Camilo too had shared this story with Antonio, once when they had gone fishing together into the sea in a canoe.
“What if we come across a mermaid. What if we see two?”
Antonio had heard Camilo’s fantasies several times before this. Stories about sand boas with three heads, a feni which gives you superpower and even one about the secret landing of British commandos during World War II. He did not even merit Camilo’s mermaid fantasy with an answer.
But decades later, it looked like Antonio would have to eat his unspoken words.
He was jolted out of this reverie when he heard a cry. Sydney had tried to pluck a scale from the mermaid’s hip and that had brought the creature to life. That was a cry of pain, the kind he had never heard of before. So shocked was his son with the scream, that he had jumped back and crashed into his equally astonished mother, who backed into a bathroom drape. The drape tumbled down as the curtain hooks gave way under the collective weight of the mother-son duo.
The creature continued to scream until the bathroom fittings shivered with the echoes. Something must be done about the sound, he thought, even as it suddenly started raining heavily outside.
His nearest neighbours lived two hundred metres inland. They did not have the nerve to build a house, as close to the sea as Antonio’s, fearing the law.

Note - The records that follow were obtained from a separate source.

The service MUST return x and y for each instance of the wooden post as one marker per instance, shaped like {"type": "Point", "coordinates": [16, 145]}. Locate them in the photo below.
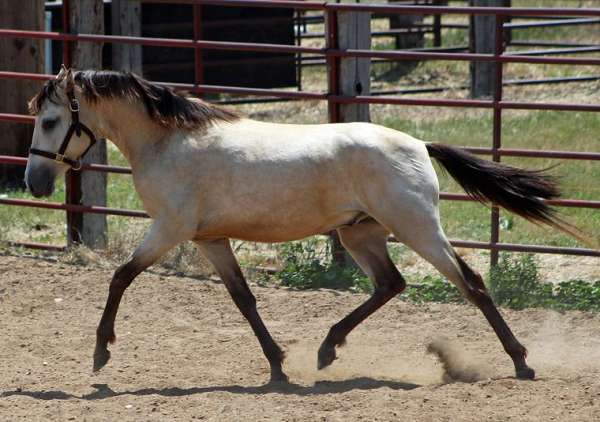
{"type": "Point", "coordinates": [87, 16]}
{"type": "Point", "coordinates": [18, 55]}
{"type": "Point", "coordinates": [482, 39]}
{"type": "Point", "coordinates": [126, 17]}
{"type": "Point", "coordinates": [354, 32]}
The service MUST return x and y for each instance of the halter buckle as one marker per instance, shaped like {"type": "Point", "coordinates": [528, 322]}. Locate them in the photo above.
{"type": "Point", "coordinates": [74, 105]}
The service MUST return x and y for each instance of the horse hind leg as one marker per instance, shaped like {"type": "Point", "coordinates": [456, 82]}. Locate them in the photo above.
{"type": "Point", "coordinates": [367, 243]}
{"type": "Point", "coordinates": [219, 253]}
{"type": "Point", "coordinates": [428, 240]}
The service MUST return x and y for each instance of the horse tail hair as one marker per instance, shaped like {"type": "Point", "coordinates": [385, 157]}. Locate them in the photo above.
{"type": "Point", "coordinates": [520, 191]}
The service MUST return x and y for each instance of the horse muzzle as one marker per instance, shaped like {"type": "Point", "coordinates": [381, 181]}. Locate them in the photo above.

So there was little chance they would hear the sound, especially with the lightning and the unusually loud roar of the sea outside.
But what if some beachgoer walked by his mansion?
Antonio brought a few cloth napkins and a piece of rope from his kitchen.
He asked his wife to hold the mermaid’s hands, which were now flapping in the tub.
With some effort, they tied her hands and stuffed the rags in her mouth.
Assured that the immediate problem was taken care of, the family retreated to the living room.
“I am sure we can look for a buyer. We know she is a real mermaid!
Someone has got to be interested in her right? There are so many nightclubs that may like to keep her in an aquarium. Or maybe we can talk to our MLA and see if he can find a contact to export it abroad to some zoo or someone who collects unique animals? She must be worth a lot of money!” Antonio told his wife.
Despite his lowly designation as a peon, Antonio was a networker of sorts for the local legislator Suresh Chodankar. He would coordinate the affairs of the local community and serve as a liaison between the people residing in the vicinity and the lawmaker.
“Why should you go around blabbering already? Why can’t we deal with this ourselves? What if he asks you to drop her off at his house, then we would have no control over the situation. He will anyway probably give you a pittance for her,” Alberta countered.
“So what do you expect me to do? If we are to keep her for several days, what do we feed her? And what if she is an evil spirit and ends up harming our children?” he shot back.
As the parents, discussed ways and means to keep her alive, Sonka crept back into the bathroom to take a closer look at the beast. The mermaid looked back at her with a sense of alarm, which cut through the water from which she was staring at the girl.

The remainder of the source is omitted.